Besides the beaches and nightclubs, Ayia Napa also has a rich and interesting history, from its origins as a small fishing village to the lively holiday destination that we see today.
Originally known as Agia Napa, the town is first mentioned in documents in the 14th Century. Five ships containing stolen Cypriot goods were sunk just off the coast of the region, and accounts of the incident talked about a wooded, green area that was well known with hunters.
Actually, the name ‘Ayia Napa’ comes from the Greek word ‘nape’ meaning ‘wooded valley’, indicating that the place once looked a lot different to the golden, sun-drenched shores that we see today.
During the early 16th Century, the Ayia Napa monastery was built into a cave along the coastline, commemorating the place where an icon of the Virgin Mary was discovered by a local hunter. The figure had been hidden and forgotten about; however, when it was found again, pilgrims began to visit the area to witness the miraculous find.
Eventually, a monastery was built around the cave; these buildings still survive at the present and are well worth a visit. Although the monastery has been regularly visited after the structure was finished, Ayia Napa didn’t get its first residents until the late 18th Century. Multitudes of people fleeing an outbreak of the plague in nearby Thessalonica decided to live in the town, and soon, many houses were built.
As the population grew, several trades began to emerge as the people began to establish an economy and means to survive. Because of the town’s beachside location, fishing became one of the primary trades and soon Ayia Napa had a successful seafood and fishing industry. The Thalassa Museum in the centre of the town displays this heritage much more closely.
The boom in foreign holidays in the 60s and 70s saw a rapid change in Ayia Napa’s character, and soon, the beautiful beaches and weather were attracting plenty of tourists. Nightclubs began to dot all over the town, and it became renowned for its party atmosphere and fantastic entertainment.
Today, Ayia Napa Holidays are perfect for those looking for great nightlife, cool clubs and plenty of beaches. Especially popular with those who love the UK garage and urban scene, the town has often been compared to Ibiza; additionally, the large number of cheap hotels means that the resort is great for those who want to holiday on a budget, making it popular with a younger crowd of holidaymakers.
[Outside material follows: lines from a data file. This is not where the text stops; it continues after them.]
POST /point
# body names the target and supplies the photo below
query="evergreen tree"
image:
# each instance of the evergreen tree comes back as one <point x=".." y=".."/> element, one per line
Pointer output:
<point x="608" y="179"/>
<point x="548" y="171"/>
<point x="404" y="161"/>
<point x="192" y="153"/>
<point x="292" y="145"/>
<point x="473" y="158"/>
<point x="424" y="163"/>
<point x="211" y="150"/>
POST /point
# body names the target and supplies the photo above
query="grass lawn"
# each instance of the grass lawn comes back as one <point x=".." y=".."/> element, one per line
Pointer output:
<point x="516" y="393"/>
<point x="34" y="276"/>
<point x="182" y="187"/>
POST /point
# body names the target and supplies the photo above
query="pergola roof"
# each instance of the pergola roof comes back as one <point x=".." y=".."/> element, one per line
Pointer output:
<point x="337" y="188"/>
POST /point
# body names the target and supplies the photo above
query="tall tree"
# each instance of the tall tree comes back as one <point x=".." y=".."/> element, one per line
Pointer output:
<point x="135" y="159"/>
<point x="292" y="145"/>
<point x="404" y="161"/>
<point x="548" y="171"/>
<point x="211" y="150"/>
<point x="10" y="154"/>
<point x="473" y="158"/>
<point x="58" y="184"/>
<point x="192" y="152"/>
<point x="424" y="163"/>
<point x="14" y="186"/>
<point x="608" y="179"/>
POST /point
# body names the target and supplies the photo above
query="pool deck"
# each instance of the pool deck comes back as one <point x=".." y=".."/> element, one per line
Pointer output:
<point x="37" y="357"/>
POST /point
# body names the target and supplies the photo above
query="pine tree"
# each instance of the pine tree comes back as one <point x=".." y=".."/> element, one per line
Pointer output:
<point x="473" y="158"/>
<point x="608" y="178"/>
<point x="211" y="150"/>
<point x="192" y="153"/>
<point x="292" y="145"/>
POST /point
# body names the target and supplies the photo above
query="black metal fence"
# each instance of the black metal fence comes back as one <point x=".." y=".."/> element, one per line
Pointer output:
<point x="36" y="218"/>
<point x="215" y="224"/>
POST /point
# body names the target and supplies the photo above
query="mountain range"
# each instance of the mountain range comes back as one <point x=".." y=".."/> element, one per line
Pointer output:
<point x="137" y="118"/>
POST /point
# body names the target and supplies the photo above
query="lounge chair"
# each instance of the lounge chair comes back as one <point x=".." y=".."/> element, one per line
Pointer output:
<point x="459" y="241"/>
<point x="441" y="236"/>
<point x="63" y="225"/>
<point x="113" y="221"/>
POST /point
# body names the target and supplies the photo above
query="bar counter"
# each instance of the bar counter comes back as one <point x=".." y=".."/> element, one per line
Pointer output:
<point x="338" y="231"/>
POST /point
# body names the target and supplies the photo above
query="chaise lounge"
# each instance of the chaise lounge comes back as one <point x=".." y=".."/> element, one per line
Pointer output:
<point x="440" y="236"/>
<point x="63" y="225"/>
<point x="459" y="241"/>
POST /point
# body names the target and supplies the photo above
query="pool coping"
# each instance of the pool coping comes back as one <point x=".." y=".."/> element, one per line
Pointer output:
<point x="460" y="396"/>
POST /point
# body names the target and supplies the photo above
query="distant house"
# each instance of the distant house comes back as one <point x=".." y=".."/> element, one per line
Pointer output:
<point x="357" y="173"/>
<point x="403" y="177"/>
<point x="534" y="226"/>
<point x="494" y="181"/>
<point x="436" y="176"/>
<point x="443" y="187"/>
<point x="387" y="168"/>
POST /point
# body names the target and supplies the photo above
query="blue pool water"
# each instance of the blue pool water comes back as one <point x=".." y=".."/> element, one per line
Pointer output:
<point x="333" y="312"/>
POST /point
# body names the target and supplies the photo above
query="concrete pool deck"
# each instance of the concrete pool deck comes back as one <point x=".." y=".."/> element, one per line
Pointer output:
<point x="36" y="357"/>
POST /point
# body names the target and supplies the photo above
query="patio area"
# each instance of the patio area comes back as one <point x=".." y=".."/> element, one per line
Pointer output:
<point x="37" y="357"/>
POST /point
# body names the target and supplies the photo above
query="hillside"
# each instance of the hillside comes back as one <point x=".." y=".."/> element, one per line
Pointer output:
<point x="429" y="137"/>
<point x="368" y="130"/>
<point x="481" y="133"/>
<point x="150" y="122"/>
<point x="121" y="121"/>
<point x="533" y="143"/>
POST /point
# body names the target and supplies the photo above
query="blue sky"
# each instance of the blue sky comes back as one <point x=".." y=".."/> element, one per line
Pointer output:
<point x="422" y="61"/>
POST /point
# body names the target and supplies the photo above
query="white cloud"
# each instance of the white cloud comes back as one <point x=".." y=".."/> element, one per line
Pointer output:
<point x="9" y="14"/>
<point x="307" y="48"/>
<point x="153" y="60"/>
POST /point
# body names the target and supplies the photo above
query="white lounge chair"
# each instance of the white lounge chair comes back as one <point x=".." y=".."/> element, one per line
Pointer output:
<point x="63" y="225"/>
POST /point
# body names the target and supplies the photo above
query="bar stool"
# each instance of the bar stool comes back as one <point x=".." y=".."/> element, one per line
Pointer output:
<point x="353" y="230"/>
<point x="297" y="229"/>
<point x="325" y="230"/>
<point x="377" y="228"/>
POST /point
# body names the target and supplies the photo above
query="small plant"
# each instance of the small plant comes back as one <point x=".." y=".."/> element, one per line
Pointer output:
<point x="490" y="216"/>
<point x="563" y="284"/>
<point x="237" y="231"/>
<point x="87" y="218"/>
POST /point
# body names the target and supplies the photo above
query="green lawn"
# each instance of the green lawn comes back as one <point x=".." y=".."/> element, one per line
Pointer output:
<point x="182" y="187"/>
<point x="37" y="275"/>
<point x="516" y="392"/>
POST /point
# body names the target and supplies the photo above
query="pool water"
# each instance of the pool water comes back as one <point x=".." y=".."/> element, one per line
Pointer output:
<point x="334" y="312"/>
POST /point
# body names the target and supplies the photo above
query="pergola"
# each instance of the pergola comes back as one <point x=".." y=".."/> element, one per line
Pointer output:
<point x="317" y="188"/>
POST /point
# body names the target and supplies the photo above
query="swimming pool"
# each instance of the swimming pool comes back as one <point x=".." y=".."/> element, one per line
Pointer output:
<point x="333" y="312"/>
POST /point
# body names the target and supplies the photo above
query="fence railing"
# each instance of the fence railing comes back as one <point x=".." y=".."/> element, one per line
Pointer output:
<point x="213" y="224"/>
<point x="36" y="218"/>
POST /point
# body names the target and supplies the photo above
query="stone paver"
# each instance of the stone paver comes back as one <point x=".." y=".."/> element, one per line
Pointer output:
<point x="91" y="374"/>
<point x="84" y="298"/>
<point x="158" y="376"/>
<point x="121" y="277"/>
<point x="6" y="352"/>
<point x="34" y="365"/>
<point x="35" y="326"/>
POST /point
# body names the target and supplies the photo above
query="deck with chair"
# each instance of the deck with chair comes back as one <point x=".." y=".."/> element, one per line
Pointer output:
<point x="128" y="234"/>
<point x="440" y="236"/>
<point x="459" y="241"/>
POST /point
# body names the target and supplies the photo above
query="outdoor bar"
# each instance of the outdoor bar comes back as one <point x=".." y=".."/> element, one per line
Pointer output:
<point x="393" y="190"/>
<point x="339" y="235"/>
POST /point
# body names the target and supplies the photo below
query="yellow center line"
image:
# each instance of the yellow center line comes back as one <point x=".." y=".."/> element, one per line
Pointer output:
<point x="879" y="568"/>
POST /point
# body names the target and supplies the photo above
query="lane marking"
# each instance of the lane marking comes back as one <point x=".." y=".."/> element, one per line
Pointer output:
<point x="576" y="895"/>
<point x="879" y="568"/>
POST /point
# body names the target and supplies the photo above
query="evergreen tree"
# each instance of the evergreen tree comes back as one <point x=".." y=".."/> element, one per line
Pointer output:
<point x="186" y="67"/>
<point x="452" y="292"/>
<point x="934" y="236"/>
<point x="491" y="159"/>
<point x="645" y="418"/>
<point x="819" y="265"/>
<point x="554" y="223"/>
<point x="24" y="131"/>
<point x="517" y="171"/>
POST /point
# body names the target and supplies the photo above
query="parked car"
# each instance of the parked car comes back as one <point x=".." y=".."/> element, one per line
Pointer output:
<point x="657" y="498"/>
Ayia Napa is no doubt one of the best places for people looking for fun and plenty of sun this summer but it’s worth remembering that aside from sunbathing, partying and shopping, the town has a rich history with plenty of places to explore should the mood take you.
The monastery and museum are both perfect options for when all that relaxing becomes too much, and the nearby sea caves are great for those who like the active and adventurous life. The resort may have come a long way, but remnants of the old town are still there to be found.